Schließlich sieht sich der junge Künstler gezwungen, seine Karriere als Pianist zu beenden. Über diese weitere schmerzhafte Ablösung in seinem Leben verliert er seine Liebe und fast gleichzeitig sich selbst. Nach der Rückkehr zu den Eltern, nach zeitweiser Selbstaufgabe und Regression, wächst in ihm wieder die Entscheidungskraft für einen neuen Weg, den des Schriftstellers.
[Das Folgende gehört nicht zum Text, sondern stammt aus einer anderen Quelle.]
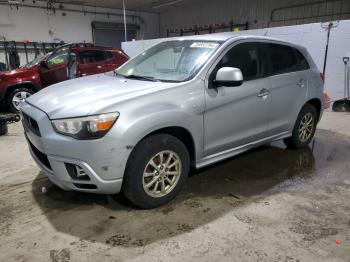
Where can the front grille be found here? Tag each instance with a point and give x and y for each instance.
(31, 124)
(41, 156)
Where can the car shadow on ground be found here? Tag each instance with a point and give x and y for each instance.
(208, 195)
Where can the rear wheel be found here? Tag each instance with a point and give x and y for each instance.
(156, 171)
(304, 128)
(17, 96)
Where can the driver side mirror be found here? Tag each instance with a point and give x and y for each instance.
(228, 76)
(44, 64)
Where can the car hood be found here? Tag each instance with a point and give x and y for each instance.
(90, 95)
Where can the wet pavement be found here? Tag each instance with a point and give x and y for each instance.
(269, 204)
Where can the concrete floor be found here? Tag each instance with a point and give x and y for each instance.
(271, 204)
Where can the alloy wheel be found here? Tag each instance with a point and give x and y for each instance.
(162, 173)
(306, 127)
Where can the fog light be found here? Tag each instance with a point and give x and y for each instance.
(76, 172)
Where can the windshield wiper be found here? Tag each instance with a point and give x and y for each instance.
(147, 78)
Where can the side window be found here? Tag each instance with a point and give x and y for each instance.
(243, 56)
(59, 57)
(91, 56)
(283, 59)
(303, 64)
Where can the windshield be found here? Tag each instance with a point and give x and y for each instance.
(35, 61)
(172, 61)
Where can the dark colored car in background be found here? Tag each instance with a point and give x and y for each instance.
(65, 62)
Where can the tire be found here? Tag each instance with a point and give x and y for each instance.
(20, 93)
(139, 173)
(3, 129)
(302, 135)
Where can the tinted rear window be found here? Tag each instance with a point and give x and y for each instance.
(91, 56)
(283, 59)
(303, 64)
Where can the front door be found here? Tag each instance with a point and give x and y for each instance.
(237, 115)
(56, 69)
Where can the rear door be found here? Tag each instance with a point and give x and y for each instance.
(289, 85)
(237, 115)
(57, 67)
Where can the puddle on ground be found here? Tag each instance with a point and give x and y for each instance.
(208, 194)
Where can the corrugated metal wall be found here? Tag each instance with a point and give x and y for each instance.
(256, 12)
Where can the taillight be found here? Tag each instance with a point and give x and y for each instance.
(322, 77)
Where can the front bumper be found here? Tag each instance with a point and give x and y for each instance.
(102, 161)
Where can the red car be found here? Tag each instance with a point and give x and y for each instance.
(65, 62)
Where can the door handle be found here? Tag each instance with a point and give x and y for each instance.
(301, 83)
(263, 93)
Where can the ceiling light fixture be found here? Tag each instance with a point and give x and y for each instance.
(159, 4)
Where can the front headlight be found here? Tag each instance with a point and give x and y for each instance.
(90, 127)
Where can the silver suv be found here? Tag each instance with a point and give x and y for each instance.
(187, 102)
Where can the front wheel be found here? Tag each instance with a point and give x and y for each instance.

Bislang habe ich Ortheils Romane sehr gerne gelesen, aber mit diesem Buch bin ich nicht vollkommen glücklich. Nach dem ersten Teil, der seine stumme frühe Kindheit in Köln und die Symbiose mit der Mutter schildert, und den ich für den stärksten Teil des Buches halte, lässt der Roman für meinen Geschmack etwas nach. Sehr erbaulich wird die väterliche Erziehung zur Heilung geschildert. Sicherlich hat man Respekt vor der Überwindung dieses Traumas, vor der musikalischen Begabung und vor seinem schriftstellerischen Erfolg, wenn nicht so oft ein immenses Eigenlob aufscheinen würde.
Im ortheilschen Rom begegnet der Leser dem Erzähler, der sich während eines erneuten Besuchs in der Stadt an die Ereignisse erinnernd diese zu Papier bringt und gleichzeitig von seinen jetzigen Erlebnissen berichtet. Er erscheint als starker Gegensatz zu seiner Jugendfigur, ein Tausendsassa, der alles kann und sich in seiner Stadt perfekt italienisch zu verhalten weiß. Wenn man auch hier starke autobiographische Orientierung voraussetzt, so muten diese fantastischen Fertigkeiten, die sich auf Sprache, Koch- und Klavierkünste, auf Frauen- und Kinderverstehen erstrecken, doch als etwas zu perfekt an. Zunehmend störte mich, daß die „römische Atmosphäre” klischeehaft über Speisen und Getränke erzeugt wird und der Erzähler dem Leser beflissentlich mit auf den Weg gibt, zu welcher Tageszeit man einen Campari trinken darf. Ein ähnliches Muster begegnete mir übrigens kürzlich in Ortheils kleinem Büchlein Rom-Eine Ekstase. Diese Eindrücke widersprechen völlig meinem Erlebnis auf der Karlsruher Lesung. Dort wirkte Hanns-Josef Ortheil entspannt und angenehm bescheiden und entwickelte während der Antworten eine spürbare Betroffenheit.
Trotzdem las ich ihn sehr gerne, den Romanbericht über den jungen Künstler.